From mboxrd@z Thu Jan  1 00:00:00 1970
From: Jarek Poplawski <jarkao2@gmail.com>
Subject: Re: [PATCH] sch_htb: ix the deficit overflows
Date: Mon, 30 Nov 2009 11:10:20 +0000
Message-ID: <20091130111020.GA7114@ff.dom.local>
References: <4B0F8A5D.1040806@gmail.com> <20091128000401.GA3713@ami.dom.local> <412e6f7f0911292026w704a70b8yc3af2c2473e05d34@mail.gmail.com>
Mime-Version: 1.0
Content-Type: text/plain; charset=us-ascii
Cc: Jamal Hadi Salim <hadi@cyberus.ca>,
	"David S. Miller" <davem@davemloft.net>, netdev@vger.kernel.org,
	Martin Devera <martin.devera@cdi.cz>
To: Changli Gao <xiaosuo@gmail.com>
Return-path: <netdev-owner@vger.kernel.org>
Received: from mail-bw0-f227.google.com ([209.85.218.227]:32970 "EHLO
	mail-bw0-f227.google.com" rhost-flags-OK-OK-OK-OK) by vger.kernel.org
	with ESMTP id S1752926AbZK3LKU (ORCPT
	<rfc822;netdev@vger.kernel.org>); Mon, 30 Nov 2009 06:10:20 -0500
Received: by bwz27 with SMTP id 27so2383819bwz.21
        for <netdev@vger.kernel.org>; Mon, 30 Nov 2009 03:10:25 -0800 (PST)
Content-Disposition: inline
In-Reply-To: <412e6f7f0911292026w704a70b8yc3af2c2473e05d34@mail.gmail.com>
Sender: netdev-owner@vger.kernel.org
List-ID: <netdev.vger.kernel.org>

On Mon, Nov 30, 2009 at 12:26:33PM +0800, Changli Gao wrote:
> On Sat, Nov 28, 2009 at 8:04 AM, Jarek Poplawski <jarkao2@gmail.com> wrote:
> > Changli Gao wrote, On 11/27/2009 09:14 AM:
> >
> >
> > This case of the quantum smaller than the packet size should be treated
> > as a broken config, so I don't think it's worth to do such a deep change
> > with additional delays and cpu cycles for all to fix it.
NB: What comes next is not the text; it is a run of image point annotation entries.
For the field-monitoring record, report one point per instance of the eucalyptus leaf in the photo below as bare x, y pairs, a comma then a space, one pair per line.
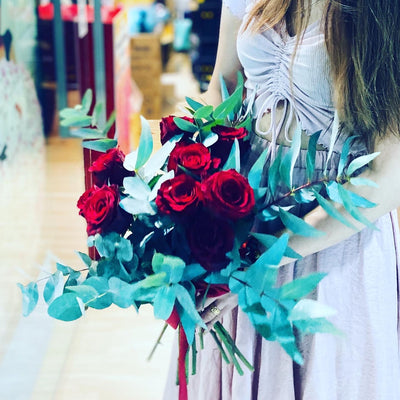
332, 211
297, 225
256, 170
164, 302
101, 145
145, 147
54, 287
352, 210
360, 162
67, 307
30, 297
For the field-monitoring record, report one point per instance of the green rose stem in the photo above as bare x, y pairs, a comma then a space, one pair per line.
157, 342
223, 332
229, 349
219, 344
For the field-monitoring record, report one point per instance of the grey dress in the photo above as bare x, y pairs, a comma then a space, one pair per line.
363, 270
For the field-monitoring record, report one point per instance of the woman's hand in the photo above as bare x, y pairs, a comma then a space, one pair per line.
215, 308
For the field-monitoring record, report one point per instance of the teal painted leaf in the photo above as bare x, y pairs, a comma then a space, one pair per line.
268, 240
363, 182
359, 162
145, 147
192, 271
87, 100
85, 258
332, 211
154, 280
78, 121
316, 325
300, 287
104, 298
309, 309
54, 287
185, 126
297, 225
352, 210
256, 170
109, 123
204, 112
67, 307
345, 154
84, 292
101, 145
187, 303
193, 103
122, 292
233, 161
164, 302
289, 160
30, 297
274, 172
311, 152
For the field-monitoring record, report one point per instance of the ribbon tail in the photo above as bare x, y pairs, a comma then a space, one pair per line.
183, 349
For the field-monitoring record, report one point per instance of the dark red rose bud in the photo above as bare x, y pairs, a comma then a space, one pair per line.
99, 206
109, 168
229, 133
168, 128
194, 157
228, 194
209, 239
181, 194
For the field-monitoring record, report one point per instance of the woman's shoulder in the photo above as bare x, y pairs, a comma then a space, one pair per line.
238, 7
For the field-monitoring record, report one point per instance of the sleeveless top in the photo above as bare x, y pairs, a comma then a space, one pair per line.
303, 84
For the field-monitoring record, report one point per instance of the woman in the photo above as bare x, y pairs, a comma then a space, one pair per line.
302, 61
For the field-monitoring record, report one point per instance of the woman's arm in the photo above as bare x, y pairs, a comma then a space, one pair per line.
227, 62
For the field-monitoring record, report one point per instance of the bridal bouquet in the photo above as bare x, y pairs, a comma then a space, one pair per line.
174, 227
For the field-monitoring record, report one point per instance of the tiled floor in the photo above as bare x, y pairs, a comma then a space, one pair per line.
103, 355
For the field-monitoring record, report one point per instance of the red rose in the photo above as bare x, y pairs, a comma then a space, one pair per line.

A warning or
> > lower limit should be enough (if necessary at all).
> >
> 
> I don't think this change is deep. HTB has it own lower limit for
> quantum 1000, but the MTU is various, and maybe larger than that.
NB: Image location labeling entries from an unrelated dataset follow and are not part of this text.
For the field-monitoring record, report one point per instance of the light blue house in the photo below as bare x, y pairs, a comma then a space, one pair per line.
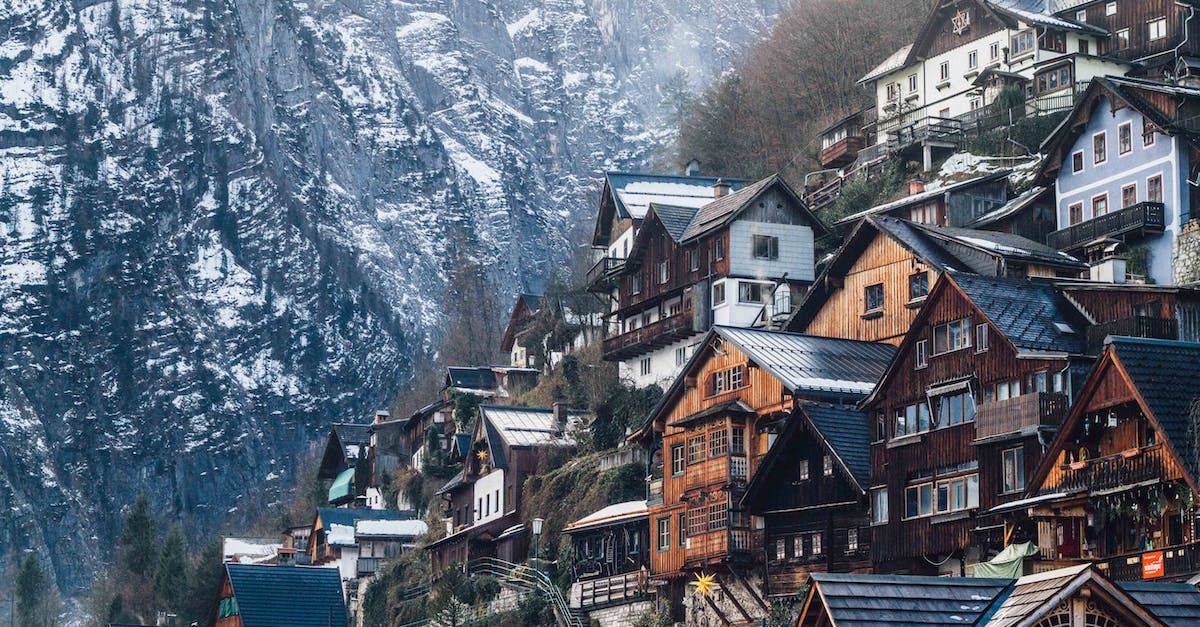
1121, 166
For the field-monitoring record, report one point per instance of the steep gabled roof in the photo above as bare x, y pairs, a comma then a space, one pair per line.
269, 596
1032, 315
726, 208
929, 193
1164, 371
1175, 604
841, 429
863, 601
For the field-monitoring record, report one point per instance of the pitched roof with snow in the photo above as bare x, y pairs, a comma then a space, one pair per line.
612, 514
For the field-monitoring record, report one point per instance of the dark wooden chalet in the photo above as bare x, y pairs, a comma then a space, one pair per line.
959, 418
1079, 596
720, 263
810, 490
707, 439
880, 276
611, 550
484, 501
953, 204
1117, 485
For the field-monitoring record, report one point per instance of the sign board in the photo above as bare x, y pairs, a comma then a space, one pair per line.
1152, 565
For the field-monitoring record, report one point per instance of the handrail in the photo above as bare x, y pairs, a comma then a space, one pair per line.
535, 579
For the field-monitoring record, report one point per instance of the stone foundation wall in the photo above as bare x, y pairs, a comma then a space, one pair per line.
1186, 256
699, 613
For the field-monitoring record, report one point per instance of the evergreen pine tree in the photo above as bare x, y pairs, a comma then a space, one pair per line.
171, 574
138, 541
31, 593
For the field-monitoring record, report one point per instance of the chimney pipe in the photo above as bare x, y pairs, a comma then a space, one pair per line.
720, 189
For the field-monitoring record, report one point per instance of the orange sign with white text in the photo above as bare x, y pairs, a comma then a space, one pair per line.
1152, 565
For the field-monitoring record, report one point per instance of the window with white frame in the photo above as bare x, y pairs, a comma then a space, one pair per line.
952, 336
718, 294
1156, 29
879, 505
1013, 461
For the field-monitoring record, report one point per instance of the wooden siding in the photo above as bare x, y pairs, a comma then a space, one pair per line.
885, 262
761, 392
947, 446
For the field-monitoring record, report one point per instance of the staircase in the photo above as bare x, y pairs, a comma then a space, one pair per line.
529, 581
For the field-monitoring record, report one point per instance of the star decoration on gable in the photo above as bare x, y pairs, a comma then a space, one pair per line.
705, 584
961, 22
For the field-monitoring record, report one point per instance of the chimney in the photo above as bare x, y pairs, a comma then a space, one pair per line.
720, 189
559, 425
1107, 263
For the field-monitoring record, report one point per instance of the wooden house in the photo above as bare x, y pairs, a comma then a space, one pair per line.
1079, 596
960, 417
483, 502
707, 439
879, 279
725, 262
1117, 485
810, 490
611, 550
269, 596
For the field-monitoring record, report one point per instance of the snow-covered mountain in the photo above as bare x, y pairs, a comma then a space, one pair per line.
226, 224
Users can control this with "r2q" and "quantum", and there is a hint
on quantum size in the user's guide.

> And
> if we use IMQ to shape traffic, the skb will be defragmented by
> conntrack, and its size will be larger than MTU.

IMQ is a very nice thing, but it's considered broken as well, so it
can't be the reason for changing HTB.

> 
> The previous patch indeed introduces some additional CPU cycles.
> Review  the new patch bellow please:

And this patch is very similar, except ->peek()/dequeue(). Additional
lookups are done instead of dequeuing the first found class, which
might be quite long in some cases.

> 
> diff --git a/net/sched/sch_htb.c b/net/sched/sch_htb.c
> index 2e38d1a..d55382b 100644
> --- a/net/sched/sch_htb.c
> +++ b/net/sched/sch_htb.c
> @@ -815,6 +815,17 @@ next:
>                         goto next;
>                 }
> 
> +               if (unlikely(cl->un.leaf.deficit[level] < 0)) {
> +                       cl->un.leaf.deficit[level] += cl->quantum;
> +                       htb_next_rb_node((level ? cl->parent->un.inner.ptr :
> +                                         q->ptr[0]) + prio);
> +                       cl = htb_lookup_leaf(q->row[level] + prio, prio,
> +                                            q->ptr[level] + prio,
> +                                            q->last_ptr_id[level] + prio);
> +                       start = cl;
> +                       goto next;
> +               }
> +
>                 skb = cl->un.leaf.q->dequeue(cl->un.leaf.q);
>                 if (likely(skb != NULL))
>                         break;
> 
> If you think it is acceptable, I'll resubmit it for inclusion.

It's not acceptable to me mainly because the real change done by this
patch is different than you describe: preventing an overflow might be
simple. You change the way DRR is implemented here, and even if it's
right, it should be written explicitly and proved with tests results.

Anyway, I think you should rather care for the author's acceptance,
because the way it's done doesn't look like accidental and has been
heavily tested btw. (I added Martin to CC.)

Regards,
Jarek P.

PS: Btw, this newer version of the patch is broken with spaces.